Melangell was a female saint of the 7th century. According to tradition she came here from Ireland and lived as a hermit in the valley. One day Brochwel, Prince of Powys, was hunting and pursued a hare which took refuge under Melangell's cloak. The Prince's hounds fled, and he was moved by her courage and sanctity. He gave her the valley as a place of sanctuary, and Melangell became Abbess of a small religious community. After her death her memory continued to be honoured, and Pennant Melangell has been a place of pilgrimage for many centuries. Melangell remains the patron saint of hares.

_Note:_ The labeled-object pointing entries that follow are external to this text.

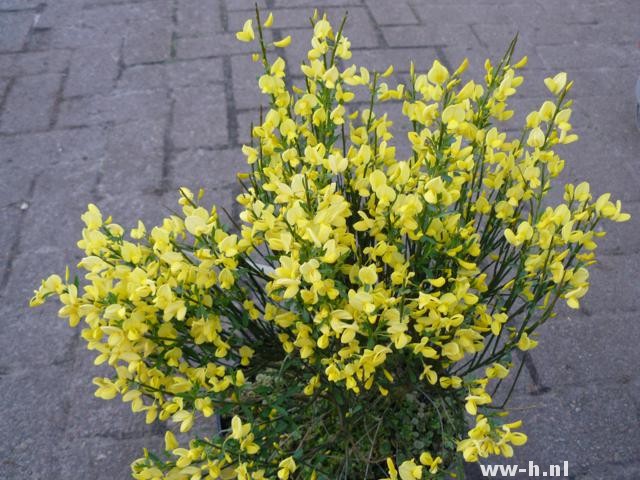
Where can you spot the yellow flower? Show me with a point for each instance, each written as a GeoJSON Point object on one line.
{"type": "Point", "coordinates": [285, 42]}
{"type": "Point", "coordinates": [246, 34]}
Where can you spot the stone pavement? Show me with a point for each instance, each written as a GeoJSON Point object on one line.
{"type": "Point", "coordinates": [119, 102]}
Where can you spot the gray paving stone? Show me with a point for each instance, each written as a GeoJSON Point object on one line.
{"type": "Point", "coordinates": [174, 74]}
{"type": "Point", "coordinates": [197, 17]}
{"type": "Point", "coordinates": [208, 169]}
{"type": "Point", "coordinates": [584, 56]}
{"type": "Point", "coordinates": [120, 106]}
{"type": "Point", "coordinates": [572, 423]}
{"type": "Point", "coordinates": [612, 287]}
{"type": "Point", "coordinates": [319, 4]}
{"type": "Point", "coordinates": [14, 28]}
{"type": "Point", "coordinates": [111, 419]}
{"type": "Point", "coordinates": [199, 117]}
{"type": "Point", "coordinates": [34, 63]}
{"type": "Point", "coordinates": [14, 5]}
{"type": "Point", "coordinates": [380, 59]}
{"type": "Point", "coordinates": [133, 157]}
{"type": "Point", "coordinates": [399, 14]}
{"type": "Point", "coordinates": [128, 207]}
{"type": "Point", "coordinates": [417, 36]}
{"type": "Point", "coordinates": [574, 340]}
{"type": "Point", "coordinates": [244, 120]}
{"type": "Point", "coordinates": [34, 422]}
{"type": "Point", "coordinates": [245, 74]}
{"type": "Point", "coordinates": [93, 70]}
{"type": "Point", "coordinates": [360, 29]}
{"type": "Point", "coordinates": [465, 12]}
{"type": "Point", "coordinates": [103, 458]}
{"type": "Point", "coordinates": [30, 103]}
{"type": "Point", "coordinates": [211, 46]}
{"type": "Point", "coordinates": [56, 203]}
{"type": "Point", "coordinates": [148, 42]}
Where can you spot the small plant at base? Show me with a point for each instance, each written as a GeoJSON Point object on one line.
{"type": "Point", "coordinates": [364, 302]}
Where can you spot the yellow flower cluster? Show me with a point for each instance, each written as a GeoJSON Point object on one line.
{"type": "Point", "coordinates": [358, 289]}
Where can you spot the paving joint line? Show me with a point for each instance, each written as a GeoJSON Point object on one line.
{"type": "Point", "coordinates": [14, 249]}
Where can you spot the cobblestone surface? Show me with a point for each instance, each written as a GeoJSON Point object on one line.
{"type": "Point", "coordinates": [119, 102]}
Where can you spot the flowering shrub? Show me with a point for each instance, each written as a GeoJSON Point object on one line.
{"type": "Point", "coordinates": [363, 302]}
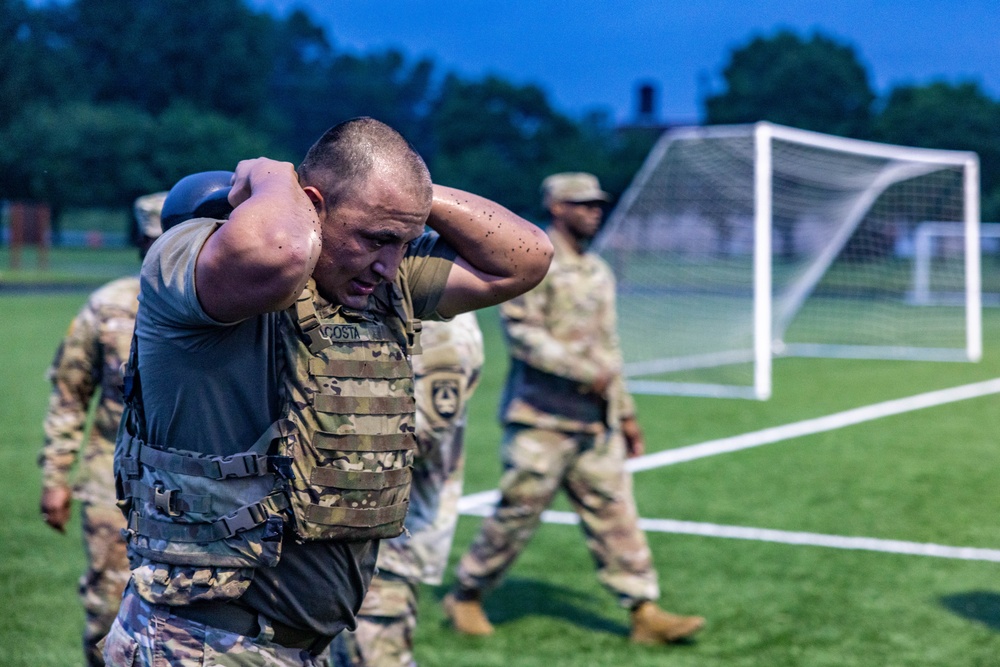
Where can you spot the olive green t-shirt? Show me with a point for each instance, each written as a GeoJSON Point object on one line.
{"type": "Point", "coordinates": [213, 388]}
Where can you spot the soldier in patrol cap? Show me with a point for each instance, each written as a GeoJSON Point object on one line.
{"type": "Point", "coordinates": [569, 423]}
{"type": "Point", "coordinates": [268, 435]}
{"type": "Point", "coordinates": [89, 362]}
{"type": "Point", "coordinates": [446, 373]}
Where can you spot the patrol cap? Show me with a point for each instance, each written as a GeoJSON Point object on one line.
{"type": "Point", "coordinates": [146, 210]}
{"type": "Point", "coordinates": [576, 186]}
{"type": "Point", "coordinates": [204, 194]}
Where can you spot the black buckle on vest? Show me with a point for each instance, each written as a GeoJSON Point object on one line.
{"type": "Point", "coordinates": [240, 465]}
{"type": "Point", "coordinates": [164, 500]}
{"type": "Point", "coordinates": [281, 466]}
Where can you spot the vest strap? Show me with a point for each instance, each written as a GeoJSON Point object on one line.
{"type": "Point", "coordinates": [359, 369]}
{"type": "Point", "coordinates": [245, 518]}
{"type": "Point", "coordinates": [168, 501]}
{"type": "Point", "coordinates": [356, 518]}
{"type": "Point", "coordinates": [360, 442]}
{"type": "Point", "coordinates": [246, 464]}
{"type": "Point", "coordinates": [361, 480]}
{"type": "Point", "coordinates": [364, 405]}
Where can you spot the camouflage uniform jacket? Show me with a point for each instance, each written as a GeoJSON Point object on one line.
{"type": "Point", "coordinates": [447, 373]}
{"type": "Point", "coordinates": [562, 335]}
{"type": "Point", "coordinates": [89, 361]}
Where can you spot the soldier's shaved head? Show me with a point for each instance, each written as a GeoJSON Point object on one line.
{"type": "Point", "coordinates": [351, 151]}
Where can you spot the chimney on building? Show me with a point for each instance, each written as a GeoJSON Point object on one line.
{"type": "Point", "coordinates": [646, 112]}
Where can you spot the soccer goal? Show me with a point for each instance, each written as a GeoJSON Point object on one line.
{"type": "Point", "coordinates": [738, 244]}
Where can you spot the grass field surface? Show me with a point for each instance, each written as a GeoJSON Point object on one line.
{"type": "Point", "coordinates": [925, 476]}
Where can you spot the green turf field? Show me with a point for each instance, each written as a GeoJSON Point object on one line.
{"type": "Point", "coordinates": [924, 476]}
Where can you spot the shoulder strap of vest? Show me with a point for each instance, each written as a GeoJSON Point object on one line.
{"type": "Point", "coordinates": [132, 391]}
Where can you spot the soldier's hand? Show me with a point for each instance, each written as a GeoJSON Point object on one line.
{"type": "Point", "coordinates": [635, 444]}
{"type": "Point", "coordinates": [55, 506]}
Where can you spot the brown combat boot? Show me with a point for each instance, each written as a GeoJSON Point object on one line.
{"type": "Point", "coordinates": [652, 625]}
{"type": "Point", "coordinates": [467, 615]}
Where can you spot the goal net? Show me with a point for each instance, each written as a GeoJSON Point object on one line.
{"type": "Point", "coordinates": [737, 244]}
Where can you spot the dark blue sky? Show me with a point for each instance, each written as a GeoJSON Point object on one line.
{"type": "Point", "coordinates": [592, 53]}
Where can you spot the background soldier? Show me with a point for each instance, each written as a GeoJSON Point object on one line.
{"type": "Point", "coordinates": [568, 423]}
{"type": "Point", "coordinates": [87, 365]}
{"type": "Point", "coordinates": [447, 373]}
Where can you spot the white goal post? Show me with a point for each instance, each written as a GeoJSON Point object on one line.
{"type": "Point", "coordinates": [737, 244]}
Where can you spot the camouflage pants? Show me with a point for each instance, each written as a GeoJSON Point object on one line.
{"type": "Point", "coordinates": [107, 573]}
{"type": "Point", "coordinates": [147, 635]}
{"type": "Point", "coordinates": [386, 622]}
{"type": "Point", "coordinates": [591, 469]}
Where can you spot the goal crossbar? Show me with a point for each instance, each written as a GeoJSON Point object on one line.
{"type": "Point", "coordinates": [775, 307]}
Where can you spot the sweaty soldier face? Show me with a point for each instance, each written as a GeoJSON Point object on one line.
{"type": "Point", "coordinates": [365, 237]}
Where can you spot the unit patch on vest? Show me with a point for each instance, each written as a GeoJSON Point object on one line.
{"type": "Point", "coordinates": [445, 397]}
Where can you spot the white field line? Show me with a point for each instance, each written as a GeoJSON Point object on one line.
{"type": "Point", "coordinates": [782, 536]}
{"type": "Point", "coordinates": [481, 504]}
{"type": "Point", "coordinates": [812, 426]}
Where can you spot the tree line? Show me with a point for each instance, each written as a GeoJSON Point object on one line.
{"type": "Point", "coordinates": [104, 100]}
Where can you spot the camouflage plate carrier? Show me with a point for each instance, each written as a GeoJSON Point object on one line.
{"type": "Point", "coordinates": [337, 465]}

There has been a Christian Church here for over 1200 years. Its setting, in a place of great beauty deep in the Berwyn Mountains, is peaceful and unspoilt. The church stands in a round churchyard, once a Bronze Age site, ringed by ancient yew trees estimated to be two thousand years old. Parts of the building date from the 12th Century though the most recent, a rebuilding of the apse on its original foundations, was completed only in 1990. The impression is still that of a simple Norman church, well loved and beautified over the years.
We spent a wonderful day with some of the visitors, the visiting priest who comes once or twice a week and the warden of the church. This feels like a special place. The first person we met was the mother of the curate we once had at our church in Drenewydd.